API recently interviewed faculty from the renowned Parsons The New School for Design in Paris to learn why Paris and Parsons are the epitome of design and fashion. This week we feature Monica Fraile, who teaches the Portfolio Design course. You can learn more about API’s Parsons Paris program here.
(API) Tell us about you! And your background in design!
(Monica) I chose to study graphic design in New York mainly because of Robert Brownjohn’s design work, and I was lucky to start my practice in New York City working with Brownjohn’s partner and friend, Tony Palladino.

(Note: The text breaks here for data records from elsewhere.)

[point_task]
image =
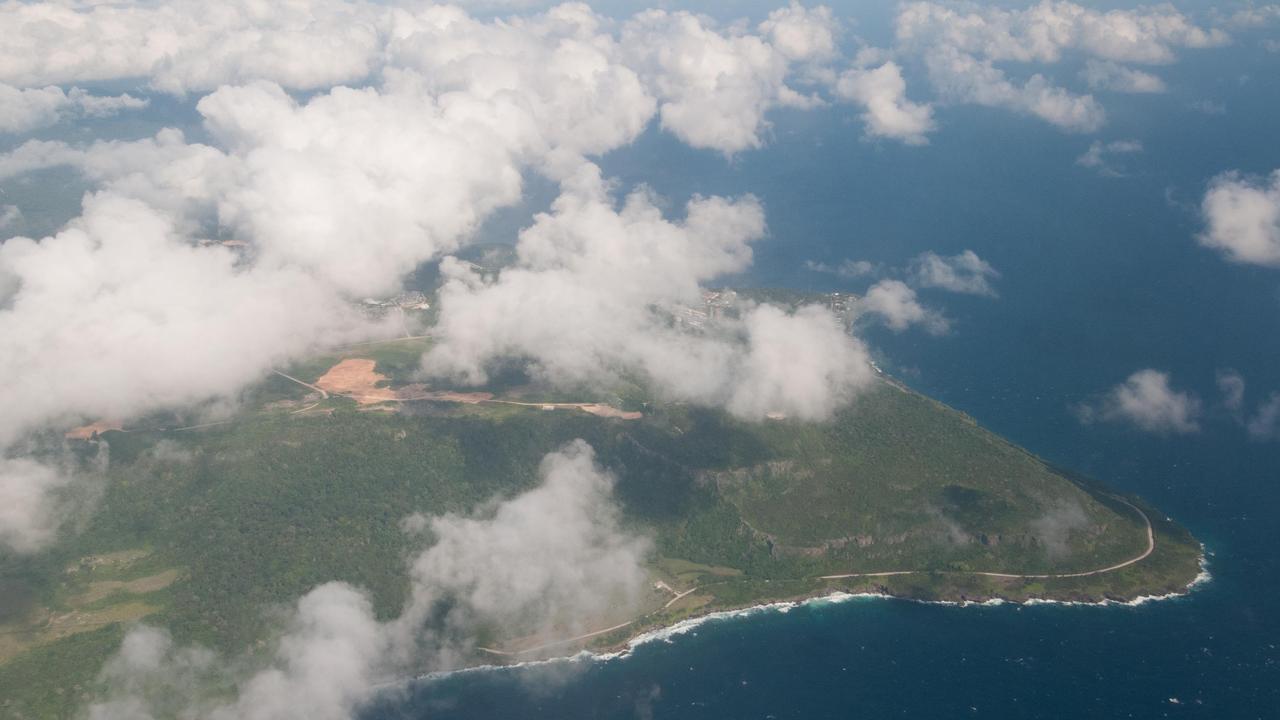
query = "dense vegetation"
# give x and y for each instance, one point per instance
(208, 531)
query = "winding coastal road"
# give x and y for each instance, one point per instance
(1151, 547)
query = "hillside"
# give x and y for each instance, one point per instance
(205, 529)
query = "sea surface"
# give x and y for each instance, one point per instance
(1101, 276)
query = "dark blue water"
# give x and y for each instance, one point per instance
(1101, 277)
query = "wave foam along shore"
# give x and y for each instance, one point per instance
(684, 627)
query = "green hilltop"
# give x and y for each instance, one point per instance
(204, 529)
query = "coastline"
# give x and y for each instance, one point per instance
(622, 650)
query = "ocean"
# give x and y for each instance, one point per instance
(1100, 277)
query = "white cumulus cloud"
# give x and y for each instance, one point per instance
(1242, 218)
(1147, 401)
(895, 304)
(965, 273)
(888, 113)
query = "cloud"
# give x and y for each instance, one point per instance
(119, 286)
(714, 89)
(27, 109)
(342, 191)
(1265, 424)
(1147, 401)
(963, 42)
(1242, 218)
(803, 33)
(1230, 384)
(551, 560)
(187, 45)
(1055, 527)
(965, 273)
(9, 215)
(963, 78)
(621, 273)
(1096, 156)
(30, 510)
(895, 304)
(888, 113)
(1043, 32)
(1105, 74)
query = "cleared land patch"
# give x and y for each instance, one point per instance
(357, 378)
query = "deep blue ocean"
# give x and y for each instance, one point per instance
(1101, 276)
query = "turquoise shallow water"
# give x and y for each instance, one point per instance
(1100, 277)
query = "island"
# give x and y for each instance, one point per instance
(201, 527)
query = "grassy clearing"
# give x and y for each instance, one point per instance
(745, 511)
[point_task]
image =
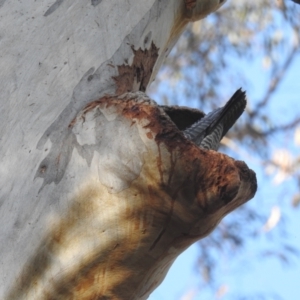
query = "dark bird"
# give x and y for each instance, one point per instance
(208, 131)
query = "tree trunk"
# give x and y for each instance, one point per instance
(100, 190)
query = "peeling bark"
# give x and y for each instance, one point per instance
(100, 196)
(176, 193)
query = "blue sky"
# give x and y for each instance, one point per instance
(249, 272)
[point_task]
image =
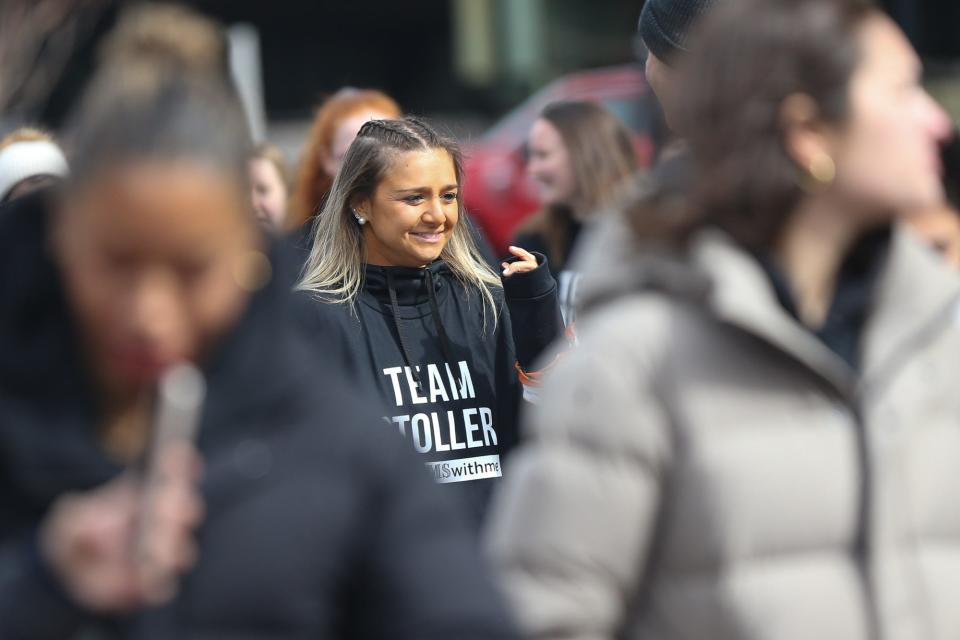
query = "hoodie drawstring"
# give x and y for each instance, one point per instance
(438, 323)
(396, 321)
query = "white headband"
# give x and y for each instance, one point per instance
(22, 160)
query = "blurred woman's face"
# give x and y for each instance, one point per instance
(549, 165)
(268, 193)
(887, 156)
(344, 135)
(153, 256)
(413, 211)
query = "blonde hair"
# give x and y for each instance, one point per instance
(313, 182)
(334, 269)
(26, 134)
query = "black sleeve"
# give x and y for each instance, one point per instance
(534, 308)
(423, 575)
(32, 603)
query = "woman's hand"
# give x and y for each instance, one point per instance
(95, 547)
(527, 262)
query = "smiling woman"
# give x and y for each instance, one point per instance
(409, 309)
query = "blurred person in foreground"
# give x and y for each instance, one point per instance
(397, 283)
(309, 520)
(581, 157)
(30, 159)
(334, 127)
(758, 436)
(269, 186)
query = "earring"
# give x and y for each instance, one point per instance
(822, 169)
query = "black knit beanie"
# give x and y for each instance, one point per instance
(665, 25)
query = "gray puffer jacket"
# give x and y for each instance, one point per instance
(704, 467)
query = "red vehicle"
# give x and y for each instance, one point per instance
(497, 192)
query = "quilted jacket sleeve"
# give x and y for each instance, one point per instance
(571, 527)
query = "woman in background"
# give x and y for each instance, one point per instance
(269, 186)
(581, 157)
(758, 436)
(310, 521)
(402, 302)
(334, 127)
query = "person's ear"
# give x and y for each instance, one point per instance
(806, 139)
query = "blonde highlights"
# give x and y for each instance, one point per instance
(335, 267)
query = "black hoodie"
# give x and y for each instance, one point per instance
(319, 523)
(444, 369)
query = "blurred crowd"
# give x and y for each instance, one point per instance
(709, 399)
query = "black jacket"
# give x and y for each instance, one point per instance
(319, 523)
(409, 324)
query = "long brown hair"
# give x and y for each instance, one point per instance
(603, 160)
(313, 182)
(748, 58)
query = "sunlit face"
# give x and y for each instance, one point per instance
(549, 165)
(268, 193)
(887, 156)
(940, 228)
(413, 211)
(153, 256)
(31, 184)
(344, 135)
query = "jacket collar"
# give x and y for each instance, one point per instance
(409, 282)
(742, 295)
(915, 292)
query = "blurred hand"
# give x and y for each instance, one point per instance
(124, 546)
(527, 262)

So I learned the value of visual communication, the value of the message and how it translates in form, over nonsensical stylistic solutions. As Tony would say ‘content matters’. Hopefully, I will be able to share Tony’s enthusiasm in this course.
(API) Who is the Portfolio Design course for? What kind of student should consider it?
(Monica) Any student who wishes to pursue an education in the visual and related arts is a good fit for this course. Obviously, you need to have a very strong interest and appeal for an art form you want to explore, whether it is photography, painting, fashion design, or graphic design.
The aim of the course is to develop a high-quality portfolio of work for further and higher education, so you need to have some developed artwork, or art project, that you will be able to further develop, enhance, and showcase.
(API) Is the course collaborative, or does it have more of an individual focus?
(Monica) The main focus is individual, and design choices are individual choices. However, this course works like a design studio team workshop, there will be collaborative projects (photo shoots and print sessions) because they are time-consuming, so it is best to work in groups.
Class participation and class critiques are also very helpful in understanding how people respond to your artwork. It is crucial to hear out these responses, in order to head in the right direction, since design and art are judged on the end result never about your good intentions.
(API) What do students get most out of the research trips to museums and galleries? Do any particular trips from this past summer stick out to you?
(Monica) Research trips to museums and galleries are essential; any visual artist feeds on these for inspiration, and when searching for solutions.
It’s visual literacy, the more you look at visual art in any form, the more you process understanding how it is done and also better understand what interests you.
Besides the main retrospectives on Christian Dior, David Hockney, and Walker Evans; Guy Bourdin’s exhibition at Maison Chloé was an unexpected treat ‘Femininities – Guy Bourdin‘. And also the small but precious ‘Magnum Analog Recovery’ exhibition at Le BaL.
(API) What is the biggest lesson or takeaway students get from this course? How does it help prepare them for their future degree?
(Monica) Besides learning design principles, typography, digital apps, techniques, the most important lesson is the understanding of design choices, and not only in visual communication. All the questioning you will apply in your process work will be the same in any design field.
(API) What advice would you give to a student considering a summer study program at Parsons Paris?
(Monica) Summer study programs are very intensive and thus very gratifying in the end. Be prepared, it’s worth it.
(API) Being a native Parisian yourself, what is it about Paris that you are most excited to share with first-time visitors?
(Monica) To be specific, I had a student, from Latin America whose artwork was highly inspired by Kinetic Op art. Yet, before the course, she knew very little about the Latin-American kinetic artists. And, here in Paris, she discovered the works of Soto, Cruz Diez, and Le Parc, thanks to Denise René’s gallery and catalogs.
So I am very pleased to be able to show places like this one to students, when relevant and specific to their work. We are lucky to have very high-end art galleries and bookshops in Paris, and cultural spaces with passionate connoisseurs.